Monken leaves St. Charles East for Metea Valley
A coach who revived a Tri-Cities football program is leaving to see if he can build one from scratch in Aurora.
After five years at St. Charles East, Ted Monken will start coaching and teaching next fall at Metea Valley. Monken will start with freshmen and sophomores for one year until the school fields a varsity team for the first time in 2010.
He'll be building a program at Metea, and he'll bring plenty of experience rebuilding one. At St. Charles East, he took over a team that had gone 1-8 the year before he got there in 2003, improved them to 4-5 the next year, then averaged 8 wins while going to the playoffs four straight seasons.
"There's a ton of mixed emotions," Monken said. "Starting with (principal) Bob Miller and (athletic director) Jerry Krieg, I don't know if I'll ever find anyone better as far as support and doing what I need to be successful. I'm going to miss those guys.
"The staff at St. Charles East has a ton of great people, kids and parents. There was a booster club, and the parents did it the right way. I didn't have parents lobby for playing time for their kids, they did what they could to help the program. The kids did a ton of work, everything I asked. It's definitely sad leaving. The place has been very good to me, but any time you take something new you have to leave something good."
Overall, Monken had a 36-17 record in five years. The Saints went 8-3 in his final season, beating defending 7A state champion Lake Zurich in the playoffs before losing to Cary-Grove.
Besides the wins, Monken helped add excitement in the Tri-Cities. He and St. Charles North coach Mark Gould started awarding the "key to the city" every year to the winner of the North Stars-Saints game.
In the nonconference schedule, area fans were treated to Batavia-St. Charles East games the past two years and a Geneva-St. Charles East game this past year, in addition to a Vikings-Saints playoff game the year before. All those games drew huge crowds and added to the buzz surrounding high school football in the Tri-Cities.
"One of things we did was turn St. Charles East-North back into a rivalry," Monken said. "We had lost 3 straight times, it isn't much of a rivalry when they kick your tails every year. It's been great to start competing with North again."
Monken also pointed to a win over Neuqua Valley in the Saints' Upstate Eight championship season in 2007 as something he's most proud of.
"To beat Neuqua, anytime a school of 2,100 beats a school of 4,500, they were the Goliath," Monken said. "To knock those guys off is something the kids will remember forever."
Monken listed several reasons for leaving, including being closer to his home in Oswego and the opportunity to teach PE instead of math. Monken said his commute will be 11 miles instead of 20 to St. Charles, and that over five years he figures he'll save "500 hours in the car."

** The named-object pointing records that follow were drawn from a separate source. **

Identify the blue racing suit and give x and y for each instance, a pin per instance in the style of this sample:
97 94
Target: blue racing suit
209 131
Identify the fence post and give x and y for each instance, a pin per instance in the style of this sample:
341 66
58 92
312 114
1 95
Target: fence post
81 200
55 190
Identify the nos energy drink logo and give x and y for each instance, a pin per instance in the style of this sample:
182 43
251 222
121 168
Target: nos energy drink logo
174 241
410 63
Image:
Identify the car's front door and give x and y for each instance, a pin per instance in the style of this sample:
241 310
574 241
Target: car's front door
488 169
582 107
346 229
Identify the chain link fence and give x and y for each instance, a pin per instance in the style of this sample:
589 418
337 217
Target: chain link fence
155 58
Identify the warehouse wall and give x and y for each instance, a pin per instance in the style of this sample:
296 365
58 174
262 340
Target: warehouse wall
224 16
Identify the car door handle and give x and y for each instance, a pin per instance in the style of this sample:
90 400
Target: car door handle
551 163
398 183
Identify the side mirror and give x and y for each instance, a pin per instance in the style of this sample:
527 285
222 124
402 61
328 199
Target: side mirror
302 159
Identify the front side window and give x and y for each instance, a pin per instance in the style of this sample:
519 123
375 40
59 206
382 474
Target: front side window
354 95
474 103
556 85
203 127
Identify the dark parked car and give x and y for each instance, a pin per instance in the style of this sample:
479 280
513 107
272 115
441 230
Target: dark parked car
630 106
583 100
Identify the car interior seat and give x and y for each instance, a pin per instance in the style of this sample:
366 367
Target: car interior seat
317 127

"Teaching PE instead of math frees up more time to focus on running a program," Monken said. "It's a big, brand new school. It's a little bigger, all the facilities are brand new. The money is a little better. I think the Indian Prairie school district has a wealth of talent. You can build a football program from scratch, from ordering the mouth pieces to blocking sleds. It's an exciting endeavor to take on."
Monken, who has two children age 5 and 6 months, said he will build his coaching staff with teachers from Waubonsie Valley and Neuqua Valley. In a couple years, the new District 204 school is expected to even the enrollments somewhat: Neuqua Valley will still be the largest at 3,800 students while both Waubonsie Valley and Matea Valley are expected to have 2,800.
Monken also looked a couple years into the future when Matea goes through what South Elgin did and fields a varsity team without any seniors.
"We'll take our lumps," Monken said. "I'm sure it will be a good homecoming in a couple years, St. Charles East will take a little pleasure pounding us and saying thanks for leaving.
"It was an opportunity I felt like I needed to look at. It wasn't one major factor, just a lot of little things put together."